Jésus manifeste son autorité ; Voir Marc 1, 27 : « Et ils furent tous effrayés, de sorte qu’ils se demandaient entre eux : « Qu’est cela ? Un enseignement nouveau, donné d’autorité ! Même aux esprits impurs, il commande et ils lui obéissent ! ».
Mais attention, il y a déviation sur le sens du mot « autorité » qui est devenu « autoritarisme ». Au temps de Jésus, il fallait entendre par là « qui fait grandir les gens, qui les fait tenir debout ! ». Ici, c’est le paralytique qui est remis debout ! Car c’est ainsi que Dieu veut les hommes : debout, prêts à agir ! De plus, ce que dit Jésus, il le fait. Les paroles des scribes ne produisent pas d’effets.
On peut penser que du moment que le paralysé a fait sa démarche de foi cela amène automatiquement le pardon, sans autre intervention. Il s’agit soit d’une guérison suite à une démarche initiale, soit d’un don gratuit dans un contexte de solidarité.
Les transformations opérées par le récit s’expriment dans le plan spatial par une double opposition : au début, il faut faire entrer le paralytique couché (position horizontale) par le toit (à la verticale), à la fin, remis debout (à la verticale), il ressort par la porte devant tous (mouvement horizontal).
L’homme qui vient d’être guéri emporte son grabat, il emmène avec lui ce qui a été son décor quotidien. Son renvoi à la maison suggère que le miracle n’est pas seulement de pouvoir marcher, mais de pouvoir retourner, indépendant, à sa propre vie, de pouvoir habiter sa maison, c’est-à-dire sa vie.

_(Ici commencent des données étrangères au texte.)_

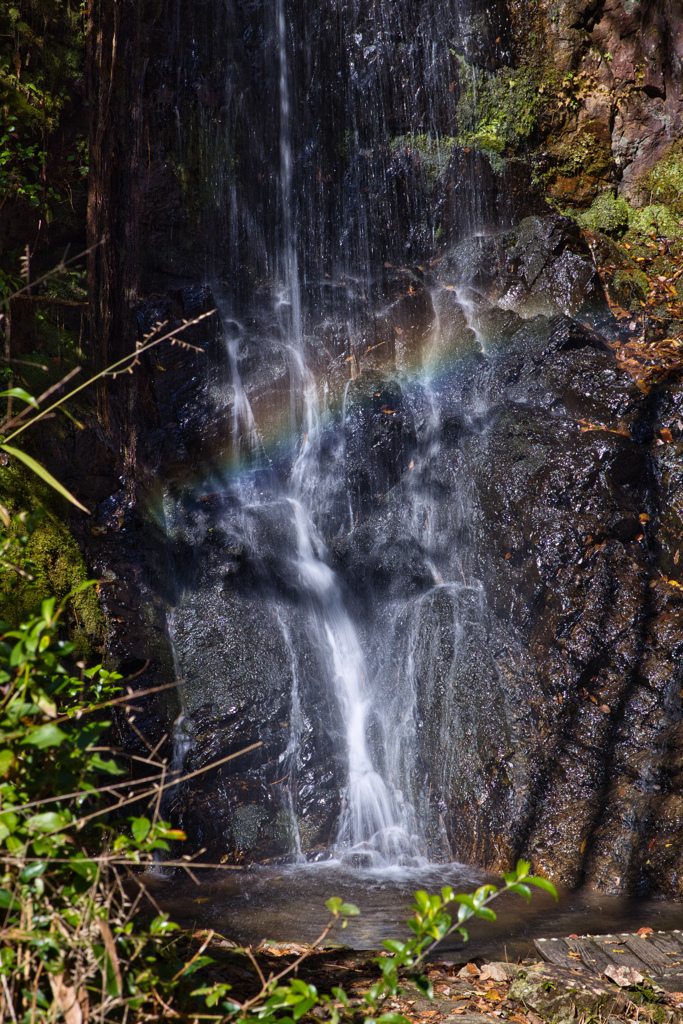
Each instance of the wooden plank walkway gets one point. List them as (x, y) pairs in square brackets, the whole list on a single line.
[(658, 955)]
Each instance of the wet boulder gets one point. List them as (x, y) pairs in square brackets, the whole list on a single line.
[(542, 266)]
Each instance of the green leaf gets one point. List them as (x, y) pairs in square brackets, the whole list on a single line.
[(522, 869), (46, 735), (302, 1008), (49, 821), (6, 761), (534, 880), (110, 766), (40, 471), (521, 890), (86, 868), (33, 871), (18, 392)]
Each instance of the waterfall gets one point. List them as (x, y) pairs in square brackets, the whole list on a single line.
[(334, 175)]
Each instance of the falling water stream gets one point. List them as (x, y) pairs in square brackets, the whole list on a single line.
[(266, 628)]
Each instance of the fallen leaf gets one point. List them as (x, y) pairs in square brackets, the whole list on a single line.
[(67, 999), (493, 972), (625, 977)]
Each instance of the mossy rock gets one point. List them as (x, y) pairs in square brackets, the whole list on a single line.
[(560, 996), (629, 288), (664, 182), (53, 562), (608, 214), (655, 217)]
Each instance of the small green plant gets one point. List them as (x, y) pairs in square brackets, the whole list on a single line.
[(432, 921)]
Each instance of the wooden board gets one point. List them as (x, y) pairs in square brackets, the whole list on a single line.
[(658, 955)]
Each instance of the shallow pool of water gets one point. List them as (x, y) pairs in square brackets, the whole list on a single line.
[(287, 904)]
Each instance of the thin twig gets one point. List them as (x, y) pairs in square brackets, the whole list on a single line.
[(116, 368), (61, 265), (197, 956)]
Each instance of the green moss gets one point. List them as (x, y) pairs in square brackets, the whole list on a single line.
[(630, 288), (665, 182), (608, 214), (498, 111), (53, 561), (434, 153), (654, 217)]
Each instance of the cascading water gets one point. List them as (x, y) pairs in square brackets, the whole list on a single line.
[(337, 408)]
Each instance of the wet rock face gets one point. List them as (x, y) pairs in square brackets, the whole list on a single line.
[(622, 68), (546, 691), (541, 266), (504, 528)]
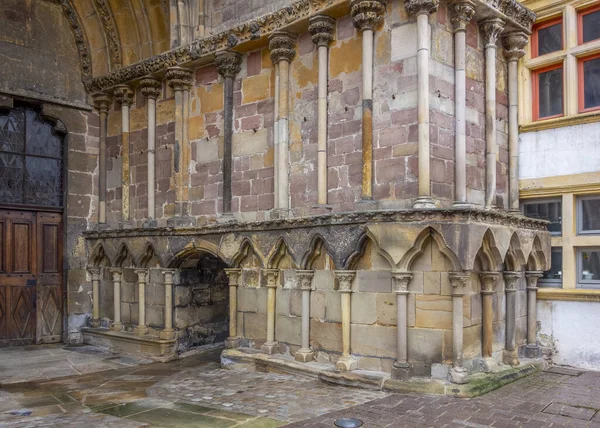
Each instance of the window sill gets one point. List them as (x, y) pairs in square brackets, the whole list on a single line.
[(569, 295), (559, 122)]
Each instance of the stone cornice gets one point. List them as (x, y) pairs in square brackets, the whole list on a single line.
[(458, 215)]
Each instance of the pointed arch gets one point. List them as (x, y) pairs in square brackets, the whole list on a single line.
[(418, 248)]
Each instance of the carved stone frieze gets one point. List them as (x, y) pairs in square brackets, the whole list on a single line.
[(228, 63), (367, 14), (321, 28)]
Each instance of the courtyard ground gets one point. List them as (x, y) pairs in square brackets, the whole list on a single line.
[(83, 386)]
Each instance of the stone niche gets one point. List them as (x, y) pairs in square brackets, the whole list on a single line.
[(201, 303)]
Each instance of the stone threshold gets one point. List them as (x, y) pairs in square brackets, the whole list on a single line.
[(479, 383)]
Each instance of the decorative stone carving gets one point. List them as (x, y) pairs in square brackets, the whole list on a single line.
[(179, 78), (321, 28), (367, 14), (462, 12), (514, 44), (417, 7), (491, 29), (228, 63), (151, 88), (124, 95), (282, 46)]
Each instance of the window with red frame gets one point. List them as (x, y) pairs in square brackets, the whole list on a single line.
[(547, 37), (588, 24), (589, 83), (548, 92)]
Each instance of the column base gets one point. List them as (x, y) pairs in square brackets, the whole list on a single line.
[(141, 330), (305, 355), (270, 348), (346, 363), (458, 375), (167, 334), (532, 351), (424, 202), (401, 371), (232, 342)]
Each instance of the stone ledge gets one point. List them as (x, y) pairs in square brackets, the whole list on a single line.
[(479, 384)]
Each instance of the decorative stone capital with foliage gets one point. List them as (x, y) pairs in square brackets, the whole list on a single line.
[(321, 28), (462, 12), (367, 14), (179, 78), (282, 45), (514, 45), (228, 63), (150, 87), (124, 95), (419, 7)]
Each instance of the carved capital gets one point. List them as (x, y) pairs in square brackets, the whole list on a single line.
[(150, 87), (462, 12), (272, 276), (282, 46), (228, 63), (491, 30), (514, 44), (511, 280), (401, 281), (234, 275), (321, 28), (419, 7), (459, 281), (179, 78), (102, 102), (124, 95), (345, 278), (489, 280), (305, 278), (367, 14), (532, 278)]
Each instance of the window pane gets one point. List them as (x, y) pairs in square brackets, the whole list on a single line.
[(591, 79), (551, 211), (591, 26), (590, 214), (590, 265), (550, 39), (550, 93)]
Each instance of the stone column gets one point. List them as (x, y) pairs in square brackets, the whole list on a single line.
[(271, 346), (511, 281), (514, 44), (402, 370), (228, 66), (124, 96), (151, 88), (168, 332), (282, 46), (366, 15), (102, 104), (489, 281), (141, 328), (117, 325), (462, 12), (305, 354), (346, 361), (180, 79), (95, 274), (422, 9), (459, 280), (532, 349), (321, 28), (491, 30), (234, 275)]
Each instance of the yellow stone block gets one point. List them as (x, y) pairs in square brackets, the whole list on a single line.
[(256, 88)]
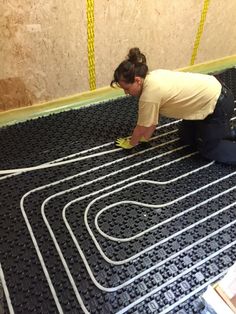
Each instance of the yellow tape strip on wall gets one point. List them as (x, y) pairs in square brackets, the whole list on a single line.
[(90, 44), (199, 31)]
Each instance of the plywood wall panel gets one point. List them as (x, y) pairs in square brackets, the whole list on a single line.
[(219, 37), (45, 46), (164, 30), (44, 43)]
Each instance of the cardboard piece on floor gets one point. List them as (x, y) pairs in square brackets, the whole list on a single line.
[(222, 296)]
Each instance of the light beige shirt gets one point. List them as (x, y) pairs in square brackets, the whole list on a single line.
[(180, 95)]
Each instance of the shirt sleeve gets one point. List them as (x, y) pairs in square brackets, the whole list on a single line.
[(148, 113)]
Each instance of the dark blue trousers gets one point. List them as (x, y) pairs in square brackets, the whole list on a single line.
[(211, 136)]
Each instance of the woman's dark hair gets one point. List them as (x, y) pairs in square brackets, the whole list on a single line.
[(133, 65)]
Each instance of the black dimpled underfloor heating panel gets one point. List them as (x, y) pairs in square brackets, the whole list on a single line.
[(86, 227)]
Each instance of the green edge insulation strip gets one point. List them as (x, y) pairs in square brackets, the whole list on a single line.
[(97, 96)]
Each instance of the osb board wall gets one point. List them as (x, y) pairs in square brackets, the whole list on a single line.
[(44, 43)]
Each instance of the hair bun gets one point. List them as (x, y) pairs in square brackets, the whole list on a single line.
[(135, 56)]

Le paralytique n’est pas le seul à être changé, puisque la foule se met à glorifier Dieu pour cette parole qui a remis debout un paralytique. Les témoins du miracle furent « hors d’eux », et c’est encore le cas aujourd’hui, que ce soit pour s’étonner ou pour louer Dieu. Il en sera toujours ainsi. Déjà sur les bords du Jourdain, quand Jésus affirmait à ses disciples qu’il ferait marcher les infirmes, il ajoutait explicitement : « Bienheureux ceux qui n’en seront pas scandalisés ».